The True Impact of Legal Aid Cuts

It is high time the consequences of the legal aid cuts are brought to light. The government aims to save money, saying £2 billion a year is an expensive legal aid system, but that presumably also includes the criminal legal aid budget. 

The proposed cuts will directly impact upon separating couples, and cases involving disputes over the residence of children, as current proposals are to take out of scope altogether, funding for these issues. The only funding that will remain will be where the local authority is looking at bringing care proceedings and in cases of domestic violence for the victims, but not the perpetrators of the violence. 

The practical effect will be that in cases of domestic violence the perpetrator could well cross-examine the victim, with only the judge to prevent a barrage of hostile and inappropriate questions being put. The reality is that once victims of domestic violence realise this is the risk they run in trying to obtain orders from the court to protect them, they may simply chose to put up with the violence rather than seek the protection they deserve.

There is little point in the government offering funding for victims to seek orders from the court if the procedure itself and lack of funding for legal representation of the perpetrator, enables confrontations, accusations, bullying or even the fear of all three to exist.

The reality for separating couples will be that the higher earning party may chose to pay for legal representation while typically the part-time worker or homemaker is unable to, and so has to resort to representing him or herself. 

Imagine the distress at a point in time when the relationship has broken down and there are so many anxieties over what will happen to the home, the children and managing the financial obligations, to be unable to afford advice through a litigious procedure which quite often does end up in court. 

The government thinks that mediation will be the answer for all, but this is quite a middle-class assumption. Not all separating couples will have the emotional strength to go through with face to face meetings, even if they were on a level playing field in negotiating. The mediator is unable to give legal advice, so mediation is not really a solution at all.

I suspect the lack of access to legal representation for the lower income earner will result in more costly applications to the court, not fewer. Without advice, the party may simply hope it will all go away and bury their head in the sand requiring the other party to have to bring court proceedings to get a decision. 

Alternatively, without advice the other party may decide defence is the best policy and devote all their time and effort challenging everything proposed, mixing legal argument with emotional issues, being unaware of what they should be putting forward as their legal arguments and resulting in the local district judges having to spend their time, and tax payers money, in more frequent and lengthy court appointments to make sense of the mess. 

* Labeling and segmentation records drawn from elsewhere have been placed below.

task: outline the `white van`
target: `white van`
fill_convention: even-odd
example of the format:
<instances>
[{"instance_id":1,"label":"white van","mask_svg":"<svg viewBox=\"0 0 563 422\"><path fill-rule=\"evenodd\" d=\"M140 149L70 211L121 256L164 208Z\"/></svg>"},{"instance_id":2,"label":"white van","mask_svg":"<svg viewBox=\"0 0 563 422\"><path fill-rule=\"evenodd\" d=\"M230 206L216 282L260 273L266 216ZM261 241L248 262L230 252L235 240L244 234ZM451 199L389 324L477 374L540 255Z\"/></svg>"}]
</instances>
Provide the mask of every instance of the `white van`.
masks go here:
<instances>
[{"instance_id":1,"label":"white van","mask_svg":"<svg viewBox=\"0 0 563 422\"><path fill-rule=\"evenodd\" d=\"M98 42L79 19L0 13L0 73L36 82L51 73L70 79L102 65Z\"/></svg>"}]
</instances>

The third reality is in relation to children matters. Imagine a young unmarried couple separate, father of the child is not named on the birth certificate and not working, mother has a new boyfriend and decides he can be the father figure to the child. She changes the child’s surname to the new boyfriend’s and decides that the father does not need to carry on seeing the child anymore, that will simply confuse him. What then happens to the father of the child who cannot afford to pay for private legal advice? What about the rights of the child to know and have a relationship with his father?

On all of the above examples where is the right to family life? Where is the right to a fair hearing? Is it fair that people’s legal rights should be subject to whether they can afford to pay to uphold them? 

At Lanyon Bowdler we continue to offer public funding because we consider these principles important to both individuals and society at large.  For how much longer we will be able to offer such services to all the local community in light of the proposals, remains to be seen.